Degrees for leaders: Why we need a broader understanding of success

Should a degree be a prerequisite for political office? I ask, because there’s an interesting situation in Kenya at the moment. It seems that the Governor of Mombasa, Ali Hassan Joho, may have forged some of his secondary school qualifications. If this is the case, he could be stripped of his university degrees and, consequently, the chance to stand again for political office. You see, in Kenya, all senior political leaders must hold a university degree.


The rationale for this system is clear: a mind broadened by education will be more equipped for governing and providing visionary leadership. University requires people to develop skills and expand their knowledge-base, and it’s hard to argue that study could in any way be detrimental to a leader. I mean, why shouldn’t leaders need to have some kind of qualification? We wouldn’t trust a doctor without a degree, but all a politician needs are a few votes, and they could wind up responsible for the healthcare, defence, and economic prosperity of an entire country.


Intuitively, then, this system is a good one – who could argue with a means to ensure our leaders are competent? But, would it achieve that? The suggestion that having a degree guarantees competent leadership is belied by any number of political leaders on both sides of the partisan divide. We all probably know more than a few people at uni who are painfully thick. What’s more, leaving a university with a 2:1 in a Mickey Mouse subject is no more a mark of governing competence than guessing a card in a pack.


Should a degree be a prerequisite for political office?


I can give you a number of examples of people who never completed a degree – Bill Gates, Richard Branson, and Steve Jobs – who are highly successful and would be qualified for holding office.
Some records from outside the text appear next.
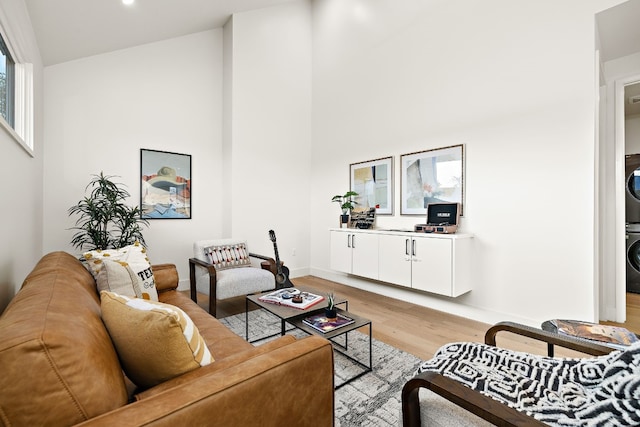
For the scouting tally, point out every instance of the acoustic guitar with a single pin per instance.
(282, 275)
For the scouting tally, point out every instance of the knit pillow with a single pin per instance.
(228, 256)
(125, 271)
(154, 341)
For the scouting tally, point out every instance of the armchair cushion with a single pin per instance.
(228, 255)
(231, 282)
(556, 391)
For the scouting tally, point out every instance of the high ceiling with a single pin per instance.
(72, 29)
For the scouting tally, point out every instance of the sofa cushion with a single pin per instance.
(53, 343)
(155, 341)
(125, 271)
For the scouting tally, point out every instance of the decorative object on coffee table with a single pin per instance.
(330, 311)
(347, 203)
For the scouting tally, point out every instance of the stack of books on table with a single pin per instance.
(286, 297)
(614, 336)
(323, 324)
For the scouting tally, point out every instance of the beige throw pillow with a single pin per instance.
(154, 341)
(125, 271)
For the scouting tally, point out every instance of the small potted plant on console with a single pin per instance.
(346, 205)
(330, 311)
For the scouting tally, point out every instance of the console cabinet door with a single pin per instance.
(365, 255)
(432, 265)
(341, 251)
(394, 260)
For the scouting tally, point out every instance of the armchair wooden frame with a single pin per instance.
(475, 402)
(195, 262)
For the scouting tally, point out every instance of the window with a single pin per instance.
(16, 92)
(7, 84)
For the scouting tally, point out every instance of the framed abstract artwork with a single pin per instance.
(373, 181)
(432, 176)
(165, 185)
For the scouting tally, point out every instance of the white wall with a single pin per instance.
(101, 110)
(269, 138)
(250, 168)
(512, 80)
(21, 219)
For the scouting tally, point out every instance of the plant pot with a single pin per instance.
(331, 313)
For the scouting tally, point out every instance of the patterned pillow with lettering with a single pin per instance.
(228, 256)
(125, 271)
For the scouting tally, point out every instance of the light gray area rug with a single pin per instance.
(371, 400)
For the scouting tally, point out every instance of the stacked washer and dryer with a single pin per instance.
(632, 210)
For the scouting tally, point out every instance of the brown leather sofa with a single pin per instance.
(59, 367)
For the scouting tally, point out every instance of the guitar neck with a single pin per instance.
(275, 249)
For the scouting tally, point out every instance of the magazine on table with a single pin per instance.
(292, 297)
(615, 336)
(323, 324)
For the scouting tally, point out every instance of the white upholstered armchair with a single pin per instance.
(222, 269)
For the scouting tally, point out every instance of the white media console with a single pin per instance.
(437, 263)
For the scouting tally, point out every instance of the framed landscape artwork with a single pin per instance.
(373, 181)
(165, 185)
(432, 176)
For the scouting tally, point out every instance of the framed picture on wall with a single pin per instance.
(165, 185)
(432, 176)
(373, 181)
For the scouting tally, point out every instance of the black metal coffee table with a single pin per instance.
(295, 317)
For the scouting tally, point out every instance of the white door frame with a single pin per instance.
(620, 185)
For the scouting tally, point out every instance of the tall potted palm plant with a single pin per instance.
(104, 220)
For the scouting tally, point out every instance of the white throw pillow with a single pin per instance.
(125, 271)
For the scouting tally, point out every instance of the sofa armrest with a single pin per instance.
(461, 395)
(165, 276)
(577, 344)
(289, 385)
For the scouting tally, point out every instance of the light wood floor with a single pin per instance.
(413, 328)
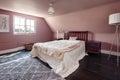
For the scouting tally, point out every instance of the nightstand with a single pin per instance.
(28, 47)
(93, 47)
(59, 39)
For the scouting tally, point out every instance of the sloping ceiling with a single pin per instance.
(40, 7)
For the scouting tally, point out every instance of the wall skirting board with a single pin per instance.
(12, 50)
(108, 52)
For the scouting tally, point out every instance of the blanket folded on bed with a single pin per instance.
(57, 48)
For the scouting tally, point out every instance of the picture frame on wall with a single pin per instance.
(4, 23)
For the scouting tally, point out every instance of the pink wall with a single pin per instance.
(9, 40)
(94, 20)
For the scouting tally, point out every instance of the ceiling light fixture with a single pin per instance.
(51, 9)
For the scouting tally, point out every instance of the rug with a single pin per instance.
(27, 68)
(13, 56)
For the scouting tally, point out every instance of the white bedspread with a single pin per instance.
(63, 55)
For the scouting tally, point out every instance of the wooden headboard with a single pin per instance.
(81, 35)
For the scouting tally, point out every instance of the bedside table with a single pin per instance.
(93, 47)
(28, 47)
(59, 39)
A system which requires a degree would necessarily lose out on their talents. Placing such stock in the value of a degree is insane when what really matters is drive, the will to succeed, and the ability to keep on walking forward when faced with obstacles along the way. We should value having a good heart, compassion and patience, and the character to do right.


None of this is to say that degrees aren’t important – any chance to expand your mind should be grabbed eagerly, and university does wonders for personal development. Rather, it is clear that academic attainment is not the only mark of talent. To place someone above above anybody else simply because they have a degree is the worst kind of intellectual snobbery and, if we’re frank, anybody who did that would clearly not be the right character to lead anyone.